The origin of “safe third countries” allows the application of an accelerated procedure for the examination of asylum applications, which reduces the time for the first evaluation to 28 days and reduces the period to file an appeal in the event of a first rejection to seven. by the commissions in charge, which, in the case of migrants deported to Albania, manage the procedures by videoconference.

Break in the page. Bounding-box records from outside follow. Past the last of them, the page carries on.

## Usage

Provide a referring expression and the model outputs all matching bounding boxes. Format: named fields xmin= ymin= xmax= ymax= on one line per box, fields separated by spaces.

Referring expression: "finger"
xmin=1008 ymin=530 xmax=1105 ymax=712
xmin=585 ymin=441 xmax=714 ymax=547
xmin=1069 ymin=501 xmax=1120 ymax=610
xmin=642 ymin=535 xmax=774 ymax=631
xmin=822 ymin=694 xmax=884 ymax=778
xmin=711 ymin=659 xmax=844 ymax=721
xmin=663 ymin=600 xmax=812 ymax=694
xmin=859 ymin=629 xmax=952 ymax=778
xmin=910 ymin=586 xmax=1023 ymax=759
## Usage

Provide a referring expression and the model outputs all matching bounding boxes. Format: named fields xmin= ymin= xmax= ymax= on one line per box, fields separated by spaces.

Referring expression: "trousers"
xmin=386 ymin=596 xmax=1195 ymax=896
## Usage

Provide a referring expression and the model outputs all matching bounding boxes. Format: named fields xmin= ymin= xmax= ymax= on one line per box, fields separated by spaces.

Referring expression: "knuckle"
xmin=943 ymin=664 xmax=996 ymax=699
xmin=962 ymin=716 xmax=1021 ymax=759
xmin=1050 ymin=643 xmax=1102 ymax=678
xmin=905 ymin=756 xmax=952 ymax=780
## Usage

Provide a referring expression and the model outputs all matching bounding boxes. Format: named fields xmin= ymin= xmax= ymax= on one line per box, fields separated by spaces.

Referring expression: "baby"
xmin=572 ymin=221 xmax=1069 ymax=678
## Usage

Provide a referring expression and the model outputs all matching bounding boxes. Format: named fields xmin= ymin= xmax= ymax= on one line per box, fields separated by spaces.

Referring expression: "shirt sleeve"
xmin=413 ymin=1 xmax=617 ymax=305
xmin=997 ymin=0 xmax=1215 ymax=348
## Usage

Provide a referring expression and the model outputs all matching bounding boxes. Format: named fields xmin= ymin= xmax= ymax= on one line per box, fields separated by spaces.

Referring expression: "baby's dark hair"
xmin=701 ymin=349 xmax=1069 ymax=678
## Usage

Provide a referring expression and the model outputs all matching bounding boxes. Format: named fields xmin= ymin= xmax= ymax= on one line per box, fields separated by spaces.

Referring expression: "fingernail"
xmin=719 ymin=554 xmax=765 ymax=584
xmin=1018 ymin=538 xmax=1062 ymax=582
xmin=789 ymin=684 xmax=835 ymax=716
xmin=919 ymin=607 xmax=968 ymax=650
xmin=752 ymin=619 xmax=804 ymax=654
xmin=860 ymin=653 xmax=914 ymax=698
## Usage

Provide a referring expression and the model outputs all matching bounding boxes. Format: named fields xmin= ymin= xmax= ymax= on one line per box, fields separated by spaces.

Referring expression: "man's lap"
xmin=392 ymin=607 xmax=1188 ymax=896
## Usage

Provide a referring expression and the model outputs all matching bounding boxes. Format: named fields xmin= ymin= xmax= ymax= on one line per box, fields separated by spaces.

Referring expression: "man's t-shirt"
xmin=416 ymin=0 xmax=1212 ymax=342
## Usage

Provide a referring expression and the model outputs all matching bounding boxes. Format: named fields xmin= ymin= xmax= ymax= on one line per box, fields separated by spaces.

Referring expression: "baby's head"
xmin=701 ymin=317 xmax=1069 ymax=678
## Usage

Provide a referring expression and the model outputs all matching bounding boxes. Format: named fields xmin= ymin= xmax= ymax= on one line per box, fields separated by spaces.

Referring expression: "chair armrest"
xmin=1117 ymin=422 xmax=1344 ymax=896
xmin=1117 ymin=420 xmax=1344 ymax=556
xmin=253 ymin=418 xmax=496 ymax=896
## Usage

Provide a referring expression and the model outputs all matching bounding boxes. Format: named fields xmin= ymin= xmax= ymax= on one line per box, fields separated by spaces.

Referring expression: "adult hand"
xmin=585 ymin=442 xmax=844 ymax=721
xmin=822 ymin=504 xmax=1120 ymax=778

The Minister of Justice, Carlo Nordio, said last week that the decree law, which reduces the “safe countries” from 22 to 19, would serve to avoid other sentences such as those of the Court of Rome that he called “abnormal”, in some cases. statements for which the opposition called for his resignation. “If the judiciary is overwhelmed, we must intervene,” Nordio said.

His words were the prelude to days of a verbal offensive by several representatives of the Government against “politicized justice” and the “red robes”, with tones that recalled the eternal struggle between justice and Silvio Berlusconi. And in this climate of tension, last Thursday Judge Silvia Albano, one of the members of the Rome Court who ruled against keeping immigrants in Albania, received death threats.

The judges’ doubts

“The international protection system is, by its very nature, a legal guarantee system for minorities exposed to risks from persecutory agents,” write the Bologna judges in the resolution sent to the European Court, published by the Corriere. “Except for exceptional cases (the borderline cases of Romania during the Ceausescu regime or Pol Pot’s Cambodia, perhaps), persecution is always carried out by a majority against certain minorities, sometimes very small. It could be said, paradoxically, that Germany under the Nazi regime was an extremely safe country for the vast majority of the German population: apart from Jews, homosexuals, political opponents, Roma and other minority groups, more than 60 million Germans enjoyed an enviable security status. The same can be said of Italy under the fascist regime. If a country were considered safe when security is guaranteed for the general population, the legal notion of a safe country of origin could be applied to almost any country in the world, which would therefore be a notion lacking any legal coherence. the judges conclude.